DISK VOL-SERIAL NUMBER

7/13/2008

Disk Volume-Serial Number: The original IBM PC included a user provided disk ID on each disk. While useful for identifying disks, this 11 character label is not very satisfactory for many computer purposes. It is not required to be unique. It may well be blank if the user has never set it. It may be changed at any time.

Without a unique ID, inopportune changes of removable disks may not be detected. Many software vendors would like a unique ID that can be used to discourage piracy. At a less analytic level, the Macintosh used a unique disk ID and IBM-Microsoft didn't want to be the only company on the block without one.

In order to provide a unique disk ID, a second, machine generated, ID called a Volume-Serial Number was added to disks. This was done in MSDOS4.0 in 1987 during a short troubled marriage between IBM and Microsoft. The Vol-Ser Number is a 32 bit number generated from the date/time and presented as two four digit Hexadecimal characters e.g. ABAD-1DEA. In the IBM-Microsoft vision, disk copy programs are supposed to ensure that the Volume-Serial number is not replicated. A few programs -- notably DISKCOPY -- actually do assign a new Vol-Ser Number to copies. Many do not.

The Volume Serial number is physically stored in the boot record of Microsoft partitions. It is at byte 27 of FAT12 and FAT16 drives stored in reverse byte order from the presented value. (The disk label follows it). It is at byte 43 of FAT32 boot records. I haven't been able to determine the handling for NTFS where the label can be up to 32 characters, is case sensitive, and allows characters like ? that are illegal in FAT labels. Neither do I know the format for HPFS. Some published methods of altering the Volume-Serial Number are OS specific. They do not always document their limitations.
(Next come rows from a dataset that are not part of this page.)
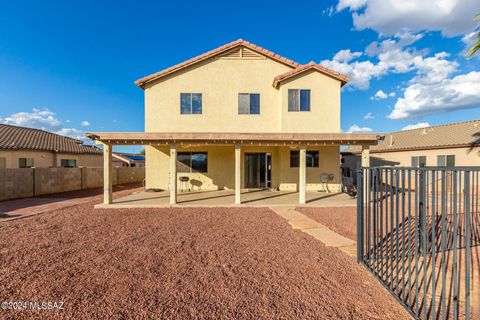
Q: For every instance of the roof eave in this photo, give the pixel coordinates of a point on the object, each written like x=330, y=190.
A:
x=202, y=57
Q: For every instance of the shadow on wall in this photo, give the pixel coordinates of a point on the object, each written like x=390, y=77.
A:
x=353, y=161
x=475, y=143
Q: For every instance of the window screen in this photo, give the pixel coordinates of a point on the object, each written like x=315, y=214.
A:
x=192, y=162
x=248, y=103
x=25, y=162
x=446, y=161
x=68, y=163
x=298, y=100
x=419, y=161
x=190, y=103
x=312, y=159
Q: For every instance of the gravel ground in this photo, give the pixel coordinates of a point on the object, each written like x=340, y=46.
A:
x=182, y=263
x=342, y=220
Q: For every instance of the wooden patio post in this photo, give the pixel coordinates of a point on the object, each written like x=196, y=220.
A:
x=173, y=174
x=302, y=173
x=238, y=199
x=107, y=174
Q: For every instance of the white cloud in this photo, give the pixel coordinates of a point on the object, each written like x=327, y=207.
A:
x=416, y=126
x=420, y=99
x=451, y=17
x=356, y=128
x=43, y=119
x=72, y=133
x=346, y=55
x=380, y=95
x=352, y=4
x=369, y=116
x=391, y=56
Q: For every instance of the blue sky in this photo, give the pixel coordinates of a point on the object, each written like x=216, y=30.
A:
x=70, y=67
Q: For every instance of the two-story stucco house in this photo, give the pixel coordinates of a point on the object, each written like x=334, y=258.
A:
x=238, y=117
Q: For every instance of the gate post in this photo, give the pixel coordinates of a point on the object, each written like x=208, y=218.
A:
x=360, y=214
x=422, y=209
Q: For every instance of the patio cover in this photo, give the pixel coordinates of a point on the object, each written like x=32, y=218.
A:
x=149, y=138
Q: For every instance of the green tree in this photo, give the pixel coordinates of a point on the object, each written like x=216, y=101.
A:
x=476, y=46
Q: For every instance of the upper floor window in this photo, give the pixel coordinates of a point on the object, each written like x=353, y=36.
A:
x=446, y=161
x=298, y=99
x=190, y=103
x=419, y=161
x=25, y=162
x=312, y=159
x=68, y=163
x=248, y=103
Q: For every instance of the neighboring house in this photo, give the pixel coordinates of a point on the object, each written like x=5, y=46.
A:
x=22, y=147
x=454, y=144
x=241, y=116
x=128, y=160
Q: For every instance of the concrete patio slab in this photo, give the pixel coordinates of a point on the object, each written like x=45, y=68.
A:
x=226, y=198
x=330, y=238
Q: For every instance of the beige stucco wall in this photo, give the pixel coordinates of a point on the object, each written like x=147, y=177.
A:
x=221, y=166
x=463, y=157
x=41, y=159
x=220, y=81
x=324, y=114
x=45, y=159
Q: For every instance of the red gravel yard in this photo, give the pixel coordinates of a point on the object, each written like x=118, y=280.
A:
x=181, y=263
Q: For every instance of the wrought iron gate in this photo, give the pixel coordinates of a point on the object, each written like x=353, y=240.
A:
x=418, y=232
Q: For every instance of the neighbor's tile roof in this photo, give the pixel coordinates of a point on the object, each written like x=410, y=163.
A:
x=436, y=137
x=21, y=138
x=141, y=82
x=310, y=66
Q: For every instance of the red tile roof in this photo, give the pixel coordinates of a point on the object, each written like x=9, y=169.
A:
x=310, y=66
x=240, y=42
x=141, y=82
x=21, y=138
x=459, y=134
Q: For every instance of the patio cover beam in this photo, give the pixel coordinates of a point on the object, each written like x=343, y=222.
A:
x=238, y=160
x=107, y=174
x=268, y=139
x=173, y=174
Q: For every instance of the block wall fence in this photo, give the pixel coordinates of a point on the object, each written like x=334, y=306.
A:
x=29, y=182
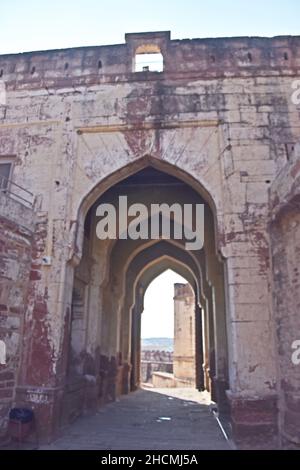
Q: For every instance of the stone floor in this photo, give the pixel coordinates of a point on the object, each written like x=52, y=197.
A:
x=149, y=419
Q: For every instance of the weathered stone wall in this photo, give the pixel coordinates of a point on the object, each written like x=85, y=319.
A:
x=285, y=236
x=184, y=333
x=220, y=115
x=16, y=233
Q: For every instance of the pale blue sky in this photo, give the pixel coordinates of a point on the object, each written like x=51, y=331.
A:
x=27, y=25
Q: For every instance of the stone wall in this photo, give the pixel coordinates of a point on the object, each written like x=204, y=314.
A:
x=285, y=235
x=16, y=234
x=220, y=117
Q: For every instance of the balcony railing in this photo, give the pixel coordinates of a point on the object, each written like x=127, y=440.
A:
x=14, y=191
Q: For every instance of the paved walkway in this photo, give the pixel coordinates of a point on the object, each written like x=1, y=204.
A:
x=149, y=419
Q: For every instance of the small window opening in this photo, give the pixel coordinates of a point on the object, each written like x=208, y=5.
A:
x=148, y=58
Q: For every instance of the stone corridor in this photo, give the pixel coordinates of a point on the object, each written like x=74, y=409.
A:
x=136, y=423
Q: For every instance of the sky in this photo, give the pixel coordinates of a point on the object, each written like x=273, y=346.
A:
x=158, y=315
x=27, y=25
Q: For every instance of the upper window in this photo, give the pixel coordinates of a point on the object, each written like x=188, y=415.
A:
x=148, y=58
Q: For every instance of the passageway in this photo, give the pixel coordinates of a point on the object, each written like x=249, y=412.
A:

For those adept at programming, look up INT21 AX=6900 and INT21 AX=6901. These calls also read and set the Volume label

The Volume-Serial number is decidedly a mixed blessing. It is used by some software vendors as a form of copy protection -- the software is "branded" to a specific vol-ser number. This of course causes difficulties when a hard drive must be replaced. In addition, some disks have a vol-ser number of 0000-0000. This is not supposed to happen, but it does and frequently causes problems when encountered by software that is sensitive to the serial number. A more subtle problem is that that the Volume Serial number is a partition identification. It is only a disk identification when the disk has only a single partition.